Scanning the Genome for Recent Selection
Thus far we have demonstrated how the genomic distribution of haplotype sharing may be used in a priori tests of selection when strong candidates, such as the FRI loss-of-function alleles, exist. We now turn to a fundamentally different application, namely scanning the genome for signs of recent selection. Because we have no a priori candidates, we are simply trying to identify those alleles and regions that exhibit the strongest signals of selection [31, 32]. However, since we are not assuming any statistical model, we have no way of assessing the significance of our findings. The top 1% is just that. Nonetheless, assuming that some recent selection has occurred in the genome, we expect that this set of alleles and their associated haplotypes will be enriched for regions affected by recent selection, and thus each of these regions can be considered as a candidate for recent selection.

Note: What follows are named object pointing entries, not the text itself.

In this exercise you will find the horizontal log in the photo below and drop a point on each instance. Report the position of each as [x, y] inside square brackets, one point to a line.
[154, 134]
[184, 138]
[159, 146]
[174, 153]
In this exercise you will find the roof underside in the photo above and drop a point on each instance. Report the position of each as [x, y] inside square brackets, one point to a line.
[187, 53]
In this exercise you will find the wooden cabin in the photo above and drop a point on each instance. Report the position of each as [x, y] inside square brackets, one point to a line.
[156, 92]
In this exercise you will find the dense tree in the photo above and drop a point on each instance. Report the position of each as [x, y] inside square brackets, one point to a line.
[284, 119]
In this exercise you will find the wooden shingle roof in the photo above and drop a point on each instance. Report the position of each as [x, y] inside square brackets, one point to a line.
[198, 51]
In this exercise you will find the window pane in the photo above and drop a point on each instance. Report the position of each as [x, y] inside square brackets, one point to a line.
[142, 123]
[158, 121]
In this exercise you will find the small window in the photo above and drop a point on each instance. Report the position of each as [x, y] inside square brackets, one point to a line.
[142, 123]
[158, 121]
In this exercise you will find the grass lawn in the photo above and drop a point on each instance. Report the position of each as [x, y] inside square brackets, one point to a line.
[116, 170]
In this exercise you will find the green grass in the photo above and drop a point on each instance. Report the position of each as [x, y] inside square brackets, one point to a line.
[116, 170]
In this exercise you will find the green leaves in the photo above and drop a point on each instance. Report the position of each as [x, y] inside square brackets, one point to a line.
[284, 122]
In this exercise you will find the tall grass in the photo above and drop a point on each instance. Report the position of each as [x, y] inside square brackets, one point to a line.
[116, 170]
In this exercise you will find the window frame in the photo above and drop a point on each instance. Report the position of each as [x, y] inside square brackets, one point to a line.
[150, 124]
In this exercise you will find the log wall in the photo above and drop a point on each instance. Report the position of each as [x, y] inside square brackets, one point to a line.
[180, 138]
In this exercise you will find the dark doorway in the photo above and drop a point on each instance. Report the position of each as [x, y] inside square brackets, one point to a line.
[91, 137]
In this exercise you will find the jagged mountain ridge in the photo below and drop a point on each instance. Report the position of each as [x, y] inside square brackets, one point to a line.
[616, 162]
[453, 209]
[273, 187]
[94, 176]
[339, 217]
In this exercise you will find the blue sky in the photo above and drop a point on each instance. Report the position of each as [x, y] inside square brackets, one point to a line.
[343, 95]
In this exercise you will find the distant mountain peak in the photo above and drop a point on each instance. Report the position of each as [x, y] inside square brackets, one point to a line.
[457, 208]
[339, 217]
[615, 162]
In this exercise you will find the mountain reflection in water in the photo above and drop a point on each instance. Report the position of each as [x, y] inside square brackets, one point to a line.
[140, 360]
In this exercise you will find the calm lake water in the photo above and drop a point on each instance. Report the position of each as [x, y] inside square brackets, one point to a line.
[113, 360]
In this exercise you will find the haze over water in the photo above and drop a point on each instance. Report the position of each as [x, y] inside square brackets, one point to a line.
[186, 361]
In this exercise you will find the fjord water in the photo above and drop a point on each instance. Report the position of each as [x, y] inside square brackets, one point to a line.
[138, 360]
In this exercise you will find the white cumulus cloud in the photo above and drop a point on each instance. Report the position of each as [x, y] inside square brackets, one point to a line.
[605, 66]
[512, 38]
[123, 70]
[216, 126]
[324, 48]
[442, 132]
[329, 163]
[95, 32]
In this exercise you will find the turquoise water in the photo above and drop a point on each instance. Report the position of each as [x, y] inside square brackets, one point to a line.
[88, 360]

In addition to friCol, 31 alleles found in more than two accessions and at frequency less than 0.8 were identified as clearly above the 99th percentile of PHS ( Table S1). They were found on all five chromosomes, though they were not distributed evenly according to genetic length (χ2 4 degrees of freedom, p < 0.005), with an excess found on Chromosomes 2 and 4. Some of these alleles, hereafter referred to as candidate alleles, may be associated with targets of selection; most are probably due to chance. We certainly plan to investigate a few of the more interesting regions further.
A problem when using haplotype sharing to scan the genome for selection is that it is difficult to identify the precise target of selection. Given that our polymorphism data represent approximately 0.5% of the genome, it is likely that the targets of selection reside in the 99.5% of the genome between our sequenced fragments and that most of the 31 candidate alleles merely are in strong LD with them. But even if we had complete sequence information, it would be difficult to identify the targets of selection. This is because selection at a single allele will often generate a complex pattern of increased haplotype sharing around multiple alleles throughout the chromosomal region. We attempted to remove alleles from our analyses that were obviously part of the same event. For instance, alleles in two fragments linked to FRI that were in strong LD with the friCol allele had PHS scores that are above the 99th percentile, but because these alleles were redundant with friCol and scored lower, they were removed. Yet our criteria for identifying redundant alleles are arbitrary, and will not always work.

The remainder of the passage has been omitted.